A critic from Sputnikmusic awarded the recording five out of a five stars, calling it "one of the better songs on the album". The reviewer noted Kanal's role in the song's production: "this song wouldn't be that wonderful without him". Another highly positive review came from Marcus Floyd from Renowned for Sound; in his review of the parent record, he called it "another catchy melody and addictive arrangement from the platinum blonde star". Lisa Haines, a music editor and columnist for BBC, was less favorable in her review, opining that "the cheeky upstart charm Madonna sported in the 80s is embraced to shrewd effect" for the track's duration.

== Promotion ==
=== Music video ===

Stefani and the Harajuku Girls dancing on a rooftop in the unreleased music video for "Serious"

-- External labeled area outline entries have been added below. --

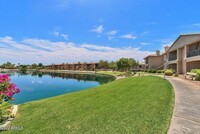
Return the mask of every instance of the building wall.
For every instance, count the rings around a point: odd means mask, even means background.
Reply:
[[[149,69],[157,69],[164,63],[163,56],[148,57]]]
[[[187,72],[191,71],[192,69],[200,69],[200,59],[199,61],[192,61],[187,63]]]

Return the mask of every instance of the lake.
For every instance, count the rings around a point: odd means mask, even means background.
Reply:
[[[113,81],[115,78],[99,74],[66,73],[11,73],[11,82],[21,92],[15,94],[14,104],[44,99],[61,94],[76,92]]]

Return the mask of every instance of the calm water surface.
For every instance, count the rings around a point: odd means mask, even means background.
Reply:
[[[21,90],[19,94],[14,95],[15,104],[84,90],[114,80],[107,75],[89,74],[12,73],[10,75],[11,81]]]

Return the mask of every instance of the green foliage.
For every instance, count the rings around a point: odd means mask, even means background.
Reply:
[[[112,70],[117,70],[117,62],[114,61],[110,62],[108,68]]]
[[[172,76],[174,74],[174,72],[171,69],[166,69],[164,73],[166,76]]]
[[[157,70],[156,73],[163,73],[163,70]]]
[[[200,69],[192,69],[192,73],[196,73],[195,80],[200,81]]]
[[[132,72],[126,72],[125,74],[124,74],[124,76],[125,77],[131,77],[131,76],[134,76],[134,74],[132,73]]]
[[[1,68],[3,68],[3,69],[14,69],[15,64],[12,64],[11,62],[3,63],[1,65]]]
[[[36,69],[37,67],[38,67],[38,65],[35,64],[35,63],[33,63],[33,64],[31,65],[31,68],[32,68],[32,69]]]
[[[10,108],[11,105],[9,105],[8,102],[0,103],[0,123],[3,123],[6,119],[9,118]]]
[[[137,62],[133,58],[121,58],[117,61],[117,68],[120,70],[130,70],[135,66]]]
[[[166,134],[173,100],[173,87],[167,80],[130,77],[22,104],[11,127],[24,129],[3,133]]]
[[[175,73],[175,74],[174,74],[174,77],[178,77],[178,73]]]
[[[108,69],[109,68],[109,63],[107,60],[100,60],[99,62],[99,68],[102,68],[102,69]]]

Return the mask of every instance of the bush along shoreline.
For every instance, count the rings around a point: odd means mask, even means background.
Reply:
[[[20,89],[10,82],[8,74],[0,74],[0,125],[13,116],[13,106],[9,102],[14,100],[13,95],[19,92]]]

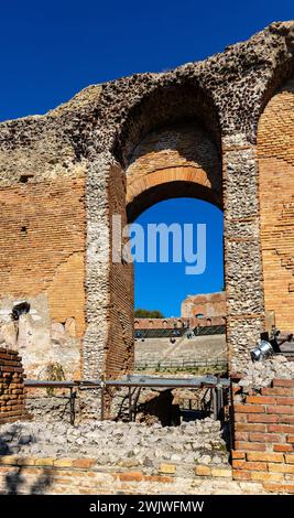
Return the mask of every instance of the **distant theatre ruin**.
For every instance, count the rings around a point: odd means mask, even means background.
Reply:
[[[54,364],[70,380],[133,371],[133,268],[112,261],[112,216],[131,223],[153,204],[184,196],[224,211],[226,302],[211,321],[225,319],[229,376],[240,379],[261,333],[294,328],[293,193],[294,22],[272,23],[203,62],[89,86],[43,116],[1,123],[0,346],[8,377],[21,367],[6,348],[19,350],[34,379],[46,379]],[[207,304],[188,298],[183,319],[202,320]],[[293,420],[285,422],[277,401],[284,393],[293,414],[293,379],[275,378],[236,400],[237,478],[257,481],[255,461],[266,473],[266,463],[293,463],[285,431]],[[268,413],[282,423],[275,434]],[[279,478],[290,484],[282,473],[290,471],[281,468]]]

A music video was produced for the song, but it was never officially released. Stefani's long time collaborator, Sophie Muller, directed the music video during Gwen's first concert tour entitled Harajuku Lovers Tour. A minute long clip of the video surfaced on YouTube on October 13, 2006. At the beginning of the clip, Stefani and her dance troupe, the Harajuku Girls, are shown dancing on various rooftops in a city. The women also appear in front of a yellow building advertisement that reads "Cash Loan" in a red font, followed by "Buy · Sell · Trade" in a green font below. The ladies sport "'80s hairstyles", to which a critic from Spin predicted was in an attempt "to rival some of the best videos from two decades ago". Other parts of the video display the dancers wearing jumpsuits or camouflage outfits; Stefani also wears a denim skirt or a pair of white shorts with a matching tank top. The clip was featured in a list compiled by VH1's Christopher Rosa, titled "8 Amazing Unreleased Music Videos That We Really Need To See". Rosa noted that the video "is now virtually unfindable on the Web", and was disappointed by stating: "We wanted some Madonna realness, Gwen!"

=== Live performances ===
Stefani included the song on the setlist for her 2005 concert tour entitled Harajuku Lovers Tour. The track was performed as a finale/encore alongside "Bubble Pop Electric" during the original setlist of the show, but was performed earlier in later shows as "Hollaback Girl" became the new encore, preceded by "Serious" and the aforementioned song. In the performance, Stefani was carried out in a stretcher by the Harajuku Girls, dressed up as nurses.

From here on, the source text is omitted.